Today, I checked out five CDs from the library of the university near work. The CDs are in open stacks and apparently in order of acquisition. So, I started from the newest and picked ones that might be interesting although in hindsight I picked CDs with similar cover color schemes. I ended up with Conlon Nancarrow/George Antheil on ECM, Frederic Rzewski on Canteloupe, Bang on a Can on Canteloupe, John Luther Adams on New World, and Alvin Lucier on New World. My plan is to focus for the next week on these CDs and the twenty-six works they contain.
In doing some quick Amazon searches, I've learned that New World Records are available via Amazon; I was not sure they would be.
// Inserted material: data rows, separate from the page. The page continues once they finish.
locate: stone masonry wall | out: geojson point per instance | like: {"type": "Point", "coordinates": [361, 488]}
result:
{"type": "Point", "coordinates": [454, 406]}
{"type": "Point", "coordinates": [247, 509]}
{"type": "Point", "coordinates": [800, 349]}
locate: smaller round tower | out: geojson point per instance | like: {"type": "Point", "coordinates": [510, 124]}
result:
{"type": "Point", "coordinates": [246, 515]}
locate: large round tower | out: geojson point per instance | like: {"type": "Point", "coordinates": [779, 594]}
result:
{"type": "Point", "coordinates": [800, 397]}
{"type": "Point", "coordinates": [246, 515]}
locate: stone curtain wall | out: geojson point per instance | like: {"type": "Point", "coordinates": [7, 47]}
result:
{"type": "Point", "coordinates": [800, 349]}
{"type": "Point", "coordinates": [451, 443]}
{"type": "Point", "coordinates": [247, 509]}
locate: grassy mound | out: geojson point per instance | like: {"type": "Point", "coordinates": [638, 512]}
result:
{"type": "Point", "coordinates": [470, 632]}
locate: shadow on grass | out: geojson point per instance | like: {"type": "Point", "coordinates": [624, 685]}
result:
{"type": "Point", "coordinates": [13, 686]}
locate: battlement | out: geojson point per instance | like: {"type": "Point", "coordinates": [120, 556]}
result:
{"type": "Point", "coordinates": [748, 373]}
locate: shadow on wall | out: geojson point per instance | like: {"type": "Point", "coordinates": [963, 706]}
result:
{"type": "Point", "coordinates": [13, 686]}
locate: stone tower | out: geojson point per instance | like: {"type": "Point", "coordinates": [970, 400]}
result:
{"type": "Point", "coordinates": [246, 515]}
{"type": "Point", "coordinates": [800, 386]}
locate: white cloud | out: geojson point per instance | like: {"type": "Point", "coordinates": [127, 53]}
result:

In Amazon sales rank, Bang on a Can Classics was tops at #92,684 and Frederic Rzewski's Which Side Are You On was last at #223,092. Jimmy Buffett's License to Chill is apparently #1. The library didn't have that one.
While I haven't actually started listening yet, I did read some of the liner notes. Written by Robert Ashley, the Lucier notes (PDF) were the most intriguing and start out with a bit of a claim:
This is the fulfullment of a dream for a new kind of music. There is nothing like Vespers in the literature of music. It is a completely new way of defining what music is, and the definition is given to us in a purely realized form.
Disclaimer: I reserve the right to not have time to even listen to all twenty-six works.